Warum finden wir Streuobstwiesen wichtig?

Warum finden wir Streuobstwiesen wichtig? Streuobstwiesen sind wichtig sowohl für die Natur als auch die Kultur.

Sie haben für lange Zeit das Landschaftsbild in Hessen geprägt, bieten Lebensraum für eine Vielfalt von Pflanzen und Tieren, beherbergen unzählige Insektenarten, viele bedrohte Vogelarten und kleine Säugetiere und bieten Nahrung und Nistmöglichkeiten für Wildbienen. In Obstbäumen nisten der Steinkauz und andere Wildvögel, denen dadurch auch wieder mehr Lebensraum geboten werden kann.
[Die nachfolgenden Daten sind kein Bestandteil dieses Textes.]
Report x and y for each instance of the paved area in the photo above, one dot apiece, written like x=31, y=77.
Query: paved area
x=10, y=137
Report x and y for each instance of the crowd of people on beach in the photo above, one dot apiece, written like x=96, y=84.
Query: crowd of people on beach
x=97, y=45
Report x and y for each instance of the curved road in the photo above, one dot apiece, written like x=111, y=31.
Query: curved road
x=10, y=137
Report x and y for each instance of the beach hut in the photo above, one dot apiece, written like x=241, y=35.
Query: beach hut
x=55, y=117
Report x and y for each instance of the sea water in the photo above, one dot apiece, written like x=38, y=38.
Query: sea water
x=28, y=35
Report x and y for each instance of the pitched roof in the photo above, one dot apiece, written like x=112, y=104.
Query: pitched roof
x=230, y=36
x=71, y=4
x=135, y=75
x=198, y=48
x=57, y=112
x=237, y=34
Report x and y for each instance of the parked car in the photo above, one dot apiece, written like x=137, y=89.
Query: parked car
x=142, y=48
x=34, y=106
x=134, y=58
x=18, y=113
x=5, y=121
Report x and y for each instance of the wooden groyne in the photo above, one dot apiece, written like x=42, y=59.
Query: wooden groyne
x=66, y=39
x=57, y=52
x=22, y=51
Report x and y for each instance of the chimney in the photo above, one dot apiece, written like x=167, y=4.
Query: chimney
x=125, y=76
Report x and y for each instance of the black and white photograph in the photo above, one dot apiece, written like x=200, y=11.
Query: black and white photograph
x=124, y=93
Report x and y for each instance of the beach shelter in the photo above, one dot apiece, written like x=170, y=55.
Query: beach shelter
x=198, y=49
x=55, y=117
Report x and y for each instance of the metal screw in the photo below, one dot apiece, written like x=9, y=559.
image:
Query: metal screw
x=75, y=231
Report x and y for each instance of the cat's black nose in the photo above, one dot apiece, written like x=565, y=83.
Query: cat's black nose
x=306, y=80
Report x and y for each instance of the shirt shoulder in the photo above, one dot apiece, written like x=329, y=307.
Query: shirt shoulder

Durch eine Umkehr des bisherigen Verlusts von Streuobstwiesen-Biotopen wäre es möglich, diese gefährdeten Arten auch auf dem Stadtgebiet Offenbach wieder anzusiedeln. Der NABU hat sich in den letzten Jahren viele Verdienste erworben, den Steinkauz in der Region wieder anzusiedeln. Der Klima- und Umweltschutzpreis der Stadt Offenbach ging im Jahr 2019 an die Vereinigung für Vogel- und Naturschutz, die damit neue Nisthilfen finanziert hat. Auch der NABU teilt uns mit, dass er speziell im Offenbacher Stadtgebiet deutliche Defizite bezüglich der Streuobstwiesenkultur sieht.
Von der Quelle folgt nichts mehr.